Search code examples
cntk

Why is CNTK using the embedding dimension for the decoder?


I have trained a good sequence to sequence model that I've tested on my local box, but now I'm trying to evaluate a lot of queries. I'm seeing this error, though:

02/08/2017 00:50:54: EXCEPTION occurred: Node 'decoderInput._' (If operation): Input dimensions [100] and [57408 x 3] are not compatible.

57408 is the vocabulary size. I'm guessing 100 is coming from the number of embedding dimensions, which is set to 100.

I'm confused why this is not working, because the fact that the input and output is "sparse" is set in the "cntkReaderInputDef."

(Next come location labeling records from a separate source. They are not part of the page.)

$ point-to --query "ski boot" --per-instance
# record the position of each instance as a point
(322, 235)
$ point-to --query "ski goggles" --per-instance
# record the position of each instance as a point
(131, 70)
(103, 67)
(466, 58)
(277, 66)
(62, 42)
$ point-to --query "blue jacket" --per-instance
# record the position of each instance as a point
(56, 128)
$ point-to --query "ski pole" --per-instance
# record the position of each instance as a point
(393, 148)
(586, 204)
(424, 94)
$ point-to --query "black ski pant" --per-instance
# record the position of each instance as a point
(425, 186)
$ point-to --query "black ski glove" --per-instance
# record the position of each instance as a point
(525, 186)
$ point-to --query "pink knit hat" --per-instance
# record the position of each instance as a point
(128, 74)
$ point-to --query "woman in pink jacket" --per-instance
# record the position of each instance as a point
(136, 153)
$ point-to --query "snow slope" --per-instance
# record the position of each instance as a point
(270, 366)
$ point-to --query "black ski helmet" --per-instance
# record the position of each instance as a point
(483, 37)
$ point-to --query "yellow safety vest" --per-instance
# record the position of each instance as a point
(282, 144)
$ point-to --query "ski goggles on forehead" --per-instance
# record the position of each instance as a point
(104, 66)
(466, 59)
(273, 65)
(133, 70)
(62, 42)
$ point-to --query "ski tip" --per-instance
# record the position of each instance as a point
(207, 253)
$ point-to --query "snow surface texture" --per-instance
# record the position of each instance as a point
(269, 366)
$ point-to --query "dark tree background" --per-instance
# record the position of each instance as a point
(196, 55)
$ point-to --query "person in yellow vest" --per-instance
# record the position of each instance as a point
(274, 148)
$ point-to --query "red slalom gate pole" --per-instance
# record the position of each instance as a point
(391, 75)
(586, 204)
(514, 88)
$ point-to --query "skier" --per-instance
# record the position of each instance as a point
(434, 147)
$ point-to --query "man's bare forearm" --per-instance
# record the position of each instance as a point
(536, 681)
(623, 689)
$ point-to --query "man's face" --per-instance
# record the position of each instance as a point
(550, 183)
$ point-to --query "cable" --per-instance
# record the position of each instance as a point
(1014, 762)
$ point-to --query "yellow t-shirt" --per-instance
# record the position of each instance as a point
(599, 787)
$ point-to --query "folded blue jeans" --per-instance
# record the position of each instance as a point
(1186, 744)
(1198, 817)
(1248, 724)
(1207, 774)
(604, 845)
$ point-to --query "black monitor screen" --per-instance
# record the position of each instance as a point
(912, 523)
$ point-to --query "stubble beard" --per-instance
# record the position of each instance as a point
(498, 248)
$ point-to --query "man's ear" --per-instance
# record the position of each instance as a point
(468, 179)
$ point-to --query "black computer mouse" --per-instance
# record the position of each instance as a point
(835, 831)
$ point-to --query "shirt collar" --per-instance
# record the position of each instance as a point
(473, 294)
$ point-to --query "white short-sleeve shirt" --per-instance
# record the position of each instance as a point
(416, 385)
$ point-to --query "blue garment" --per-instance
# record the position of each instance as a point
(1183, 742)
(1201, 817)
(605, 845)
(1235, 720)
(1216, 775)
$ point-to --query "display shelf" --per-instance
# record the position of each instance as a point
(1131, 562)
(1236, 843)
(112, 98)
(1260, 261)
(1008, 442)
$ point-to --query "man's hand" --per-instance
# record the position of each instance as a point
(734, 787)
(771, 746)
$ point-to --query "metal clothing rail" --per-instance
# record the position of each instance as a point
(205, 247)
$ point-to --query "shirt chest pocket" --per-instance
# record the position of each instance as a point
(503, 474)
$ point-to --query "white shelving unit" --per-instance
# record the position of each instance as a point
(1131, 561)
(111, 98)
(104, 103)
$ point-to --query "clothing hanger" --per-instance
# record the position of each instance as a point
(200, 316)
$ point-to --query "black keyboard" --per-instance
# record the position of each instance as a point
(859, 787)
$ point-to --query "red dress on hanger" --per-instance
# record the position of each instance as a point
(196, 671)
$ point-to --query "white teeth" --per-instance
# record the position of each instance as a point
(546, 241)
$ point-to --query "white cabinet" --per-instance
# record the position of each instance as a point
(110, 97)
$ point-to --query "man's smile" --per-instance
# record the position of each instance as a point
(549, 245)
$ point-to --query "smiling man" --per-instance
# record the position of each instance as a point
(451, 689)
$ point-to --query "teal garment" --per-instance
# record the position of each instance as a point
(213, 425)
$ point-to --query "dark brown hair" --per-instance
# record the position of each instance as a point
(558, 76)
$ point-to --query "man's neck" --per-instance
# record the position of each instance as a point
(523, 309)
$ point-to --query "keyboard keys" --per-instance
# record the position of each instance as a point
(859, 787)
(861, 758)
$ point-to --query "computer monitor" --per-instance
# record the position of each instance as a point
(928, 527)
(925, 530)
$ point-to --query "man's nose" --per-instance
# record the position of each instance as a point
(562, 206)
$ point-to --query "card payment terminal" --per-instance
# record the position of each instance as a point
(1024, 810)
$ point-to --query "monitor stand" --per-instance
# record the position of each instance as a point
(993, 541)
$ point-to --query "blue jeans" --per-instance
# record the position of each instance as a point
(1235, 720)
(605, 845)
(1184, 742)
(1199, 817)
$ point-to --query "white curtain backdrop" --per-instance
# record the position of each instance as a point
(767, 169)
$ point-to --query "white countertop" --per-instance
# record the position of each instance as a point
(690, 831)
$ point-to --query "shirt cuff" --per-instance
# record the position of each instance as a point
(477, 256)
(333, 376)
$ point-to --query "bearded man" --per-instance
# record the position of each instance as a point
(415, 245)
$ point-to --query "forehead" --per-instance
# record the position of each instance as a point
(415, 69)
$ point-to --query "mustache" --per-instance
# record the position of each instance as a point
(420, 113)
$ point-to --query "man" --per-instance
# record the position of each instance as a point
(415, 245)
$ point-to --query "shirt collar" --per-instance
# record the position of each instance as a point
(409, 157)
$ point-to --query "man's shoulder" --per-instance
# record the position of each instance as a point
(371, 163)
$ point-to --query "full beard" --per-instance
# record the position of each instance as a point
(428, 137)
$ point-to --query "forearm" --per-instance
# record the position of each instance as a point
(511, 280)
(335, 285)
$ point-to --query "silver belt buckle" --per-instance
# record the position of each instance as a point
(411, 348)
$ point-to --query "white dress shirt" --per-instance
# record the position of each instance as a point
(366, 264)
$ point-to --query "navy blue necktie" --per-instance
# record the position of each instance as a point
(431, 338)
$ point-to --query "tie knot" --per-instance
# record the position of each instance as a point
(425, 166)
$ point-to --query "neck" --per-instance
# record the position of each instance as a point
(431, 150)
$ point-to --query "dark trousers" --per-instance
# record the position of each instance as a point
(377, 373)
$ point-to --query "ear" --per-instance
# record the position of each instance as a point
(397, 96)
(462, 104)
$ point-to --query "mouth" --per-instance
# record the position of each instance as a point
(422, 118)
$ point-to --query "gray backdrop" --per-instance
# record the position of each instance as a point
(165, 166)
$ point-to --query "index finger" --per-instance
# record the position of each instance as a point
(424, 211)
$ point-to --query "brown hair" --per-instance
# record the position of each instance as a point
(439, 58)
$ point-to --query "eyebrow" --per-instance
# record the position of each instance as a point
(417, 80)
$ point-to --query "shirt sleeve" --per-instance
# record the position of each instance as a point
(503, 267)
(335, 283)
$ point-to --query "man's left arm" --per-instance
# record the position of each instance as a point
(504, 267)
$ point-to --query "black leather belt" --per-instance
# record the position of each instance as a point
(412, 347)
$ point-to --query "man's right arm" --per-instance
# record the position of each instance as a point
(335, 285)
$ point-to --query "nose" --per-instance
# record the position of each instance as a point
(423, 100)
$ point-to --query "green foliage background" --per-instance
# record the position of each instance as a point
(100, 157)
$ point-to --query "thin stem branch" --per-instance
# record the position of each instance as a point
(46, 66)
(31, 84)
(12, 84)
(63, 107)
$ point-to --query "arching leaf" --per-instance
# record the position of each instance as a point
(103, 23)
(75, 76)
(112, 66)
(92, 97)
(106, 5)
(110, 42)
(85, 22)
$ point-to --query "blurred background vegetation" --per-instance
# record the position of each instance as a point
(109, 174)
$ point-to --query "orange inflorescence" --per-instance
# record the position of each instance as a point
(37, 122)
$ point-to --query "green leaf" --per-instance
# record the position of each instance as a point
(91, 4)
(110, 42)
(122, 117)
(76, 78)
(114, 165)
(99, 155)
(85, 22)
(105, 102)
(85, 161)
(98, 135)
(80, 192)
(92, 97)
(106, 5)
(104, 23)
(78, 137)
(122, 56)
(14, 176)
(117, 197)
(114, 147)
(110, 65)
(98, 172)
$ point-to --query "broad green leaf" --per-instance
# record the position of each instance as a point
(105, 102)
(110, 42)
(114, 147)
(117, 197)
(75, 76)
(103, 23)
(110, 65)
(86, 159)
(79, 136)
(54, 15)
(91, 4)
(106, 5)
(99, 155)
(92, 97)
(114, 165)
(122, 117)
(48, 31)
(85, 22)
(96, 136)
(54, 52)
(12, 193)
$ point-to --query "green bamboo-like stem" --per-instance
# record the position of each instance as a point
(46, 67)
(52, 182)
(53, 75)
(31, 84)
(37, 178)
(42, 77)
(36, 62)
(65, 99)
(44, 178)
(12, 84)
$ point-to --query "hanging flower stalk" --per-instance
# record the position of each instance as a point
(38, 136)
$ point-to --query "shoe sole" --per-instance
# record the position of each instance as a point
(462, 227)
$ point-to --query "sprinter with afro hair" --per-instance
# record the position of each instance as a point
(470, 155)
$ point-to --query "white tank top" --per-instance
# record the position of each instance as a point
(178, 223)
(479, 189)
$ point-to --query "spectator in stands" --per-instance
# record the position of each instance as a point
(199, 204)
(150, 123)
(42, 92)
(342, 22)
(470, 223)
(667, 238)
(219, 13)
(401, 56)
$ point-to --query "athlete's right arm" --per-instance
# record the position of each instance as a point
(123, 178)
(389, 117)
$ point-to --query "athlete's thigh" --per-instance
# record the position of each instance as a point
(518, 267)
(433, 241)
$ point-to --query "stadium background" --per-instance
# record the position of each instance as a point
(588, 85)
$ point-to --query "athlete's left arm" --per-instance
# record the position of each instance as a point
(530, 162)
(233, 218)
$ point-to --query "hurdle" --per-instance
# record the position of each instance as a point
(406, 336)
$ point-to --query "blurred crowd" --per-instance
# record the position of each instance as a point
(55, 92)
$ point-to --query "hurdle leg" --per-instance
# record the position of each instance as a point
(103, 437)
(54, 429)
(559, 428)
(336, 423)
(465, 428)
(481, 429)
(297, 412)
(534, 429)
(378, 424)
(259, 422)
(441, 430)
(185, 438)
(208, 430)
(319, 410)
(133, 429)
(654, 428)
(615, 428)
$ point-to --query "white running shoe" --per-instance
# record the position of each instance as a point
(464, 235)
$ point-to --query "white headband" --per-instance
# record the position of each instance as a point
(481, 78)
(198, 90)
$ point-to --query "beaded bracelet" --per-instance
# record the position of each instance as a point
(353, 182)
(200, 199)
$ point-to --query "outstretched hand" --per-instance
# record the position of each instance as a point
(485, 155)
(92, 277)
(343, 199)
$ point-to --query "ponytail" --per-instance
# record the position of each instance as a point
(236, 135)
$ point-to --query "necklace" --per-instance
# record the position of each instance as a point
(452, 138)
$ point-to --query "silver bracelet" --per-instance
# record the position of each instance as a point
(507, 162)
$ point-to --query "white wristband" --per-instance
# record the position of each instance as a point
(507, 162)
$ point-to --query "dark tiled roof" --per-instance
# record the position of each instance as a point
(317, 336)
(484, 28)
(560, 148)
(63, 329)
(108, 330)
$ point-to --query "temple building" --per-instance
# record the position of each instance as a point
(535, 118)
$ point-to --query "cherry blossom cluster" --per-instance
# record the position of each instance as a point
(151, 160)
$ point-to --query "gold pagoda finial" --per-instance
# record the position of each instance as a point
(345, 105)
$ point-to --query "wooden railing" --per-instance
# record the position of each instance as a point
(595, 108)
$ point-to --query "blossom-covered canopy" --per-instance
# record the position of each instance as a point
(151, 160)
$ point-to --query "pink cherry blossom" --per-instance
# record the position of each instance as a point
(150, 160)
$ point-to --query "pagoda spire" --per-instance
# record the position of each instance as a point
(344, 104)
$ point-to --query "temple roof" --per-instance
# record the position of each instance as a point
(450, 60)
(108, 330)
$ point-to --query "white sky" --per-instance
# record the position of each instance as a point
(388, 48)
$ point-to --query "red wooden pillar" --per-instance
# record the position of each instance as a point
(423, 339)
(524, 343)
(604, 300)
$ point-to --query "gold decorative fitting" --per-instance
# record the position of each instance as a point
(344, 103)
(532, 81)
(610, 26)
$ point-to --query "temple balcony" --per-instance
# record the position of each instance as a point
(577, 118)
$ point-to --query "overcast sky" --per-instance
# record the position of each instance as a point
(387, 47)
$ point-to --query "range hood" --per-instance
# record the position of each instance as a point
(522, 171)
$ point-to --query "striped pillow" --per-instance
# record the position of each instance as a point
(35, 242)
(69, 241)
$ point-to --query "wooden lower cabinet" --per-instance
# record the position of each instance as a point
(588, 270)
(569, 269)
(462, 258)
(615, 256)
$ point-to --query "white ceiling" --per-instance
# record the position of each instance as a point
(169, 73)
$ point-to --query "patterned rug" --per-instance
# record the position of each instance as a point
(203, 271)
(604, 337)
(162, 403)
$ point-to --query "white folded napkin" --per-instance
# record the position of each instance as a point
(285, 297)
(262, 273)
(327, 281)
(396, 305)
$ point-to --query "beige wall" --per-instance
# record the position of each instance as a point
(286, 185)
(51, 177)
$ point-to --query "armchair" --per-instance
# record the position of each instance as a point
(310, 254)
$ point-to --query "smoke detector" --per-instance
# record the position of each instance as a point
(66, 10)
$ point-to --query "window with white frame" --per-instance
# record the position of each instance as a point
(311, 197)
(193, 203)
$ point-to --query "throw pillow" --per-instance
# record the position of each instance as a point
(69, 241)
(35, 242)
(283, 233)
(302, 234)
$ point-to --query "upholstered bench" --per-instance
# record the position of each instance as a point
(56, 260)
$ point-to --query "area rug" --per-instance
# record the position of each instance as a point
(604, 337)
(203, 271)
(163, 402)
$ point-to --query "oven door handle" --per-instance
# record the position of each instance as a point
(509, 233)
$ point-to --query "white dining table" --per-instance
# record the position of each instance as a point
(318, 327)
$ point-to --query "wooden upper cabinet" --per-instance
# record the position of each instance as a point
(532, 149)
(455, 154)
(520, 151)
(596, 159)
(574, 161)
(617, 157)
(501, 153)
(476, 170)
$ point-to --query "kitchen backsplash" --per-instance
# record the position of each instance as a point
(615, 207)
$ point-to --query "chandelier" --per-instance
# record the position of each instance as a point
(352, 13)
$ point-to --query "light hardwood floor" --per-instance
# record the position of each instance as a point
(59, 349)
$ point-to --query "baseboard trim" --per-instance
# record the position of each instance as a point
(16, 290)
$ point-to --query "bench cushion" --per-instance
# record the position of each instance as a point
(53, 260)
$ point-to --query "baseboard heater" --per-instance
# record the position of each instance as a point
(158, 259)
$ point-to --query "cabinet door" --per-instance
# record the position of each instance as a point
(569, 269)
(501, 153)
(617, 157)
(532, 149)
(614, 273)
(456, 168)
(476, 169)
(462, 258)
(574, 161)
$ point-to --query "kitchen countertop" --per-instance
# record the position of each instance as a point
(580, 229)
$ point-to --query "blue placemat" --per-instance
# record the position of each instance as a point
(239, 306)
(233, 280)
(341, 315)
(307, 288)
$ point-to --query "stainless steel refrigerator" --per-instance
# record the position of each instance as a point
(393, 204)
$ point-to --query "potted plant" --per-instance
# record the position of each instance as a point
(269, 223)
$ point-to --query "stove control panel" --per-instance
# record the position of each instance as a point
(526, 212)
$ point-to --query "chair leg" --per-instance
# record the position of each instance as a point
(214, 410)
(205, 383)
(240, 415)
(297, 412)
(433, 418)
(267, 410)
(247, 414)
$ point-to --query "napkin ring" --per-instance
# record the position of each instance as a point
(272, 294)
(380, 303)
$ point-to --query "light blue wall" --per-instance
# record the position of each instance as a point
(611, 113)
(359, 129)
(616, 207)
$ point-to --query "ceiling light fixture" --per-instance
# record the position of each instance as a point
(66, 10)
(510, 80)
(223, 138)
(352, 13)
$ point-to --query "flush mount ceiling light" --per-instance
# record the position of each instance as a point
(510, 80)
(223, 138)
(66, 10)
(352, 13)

cntkReaderInputDef = { rawInput = { alias = "S0" ; dim = $inputVocabSize$ ; format = "sparse" } ; rawLabels = { alias = "S1" ;  dim = $labelVocabSize$ ;  format = "sparse" } }

Solution

  • Posted by William Darling:

    because you are using an embedding, you need to use a modified version of the CNTK.core.bs file. In line 1515, there is currently:

    decoderFeedback = /*EmbedLabels*/ (tokens.word) # [embeddingDim x Dnew]
    

    The next line is where your error is coming from:

    delayedDecoderFeedback = Boolean.If (Loop.IsFirst (labelSentenceStartEmbeddedScattered), labelSentenceStartEmbeddedScattered, Loop.Previous (decoderFeedback))
    

    The decoderFeedback has shape [W x Dnew] but the labelSentenceStartEmbeddedScattered has shape [E] where E is the embedding dimension. In BrainScript there isn't a good way to pass in the embedding macro used in the model definition, so you need to write it out explicitly. So, change line 1515 to:

    decoderFeedback = TransposeTimes(modelAsTrained.Einput, tokens.word)
    

    that will turn your decoderFeedback representation into something compatible with the embedding shape.

    Btw, the format = sparse of the reader definition is only with respect to how you formatted your CTF input file. With the sparse format that means you have things like 7:1 meaning that there is a one-hot vector with a 1 at position 7 instead of having to write out a whole bunch of zeros (which you would have with the dense format).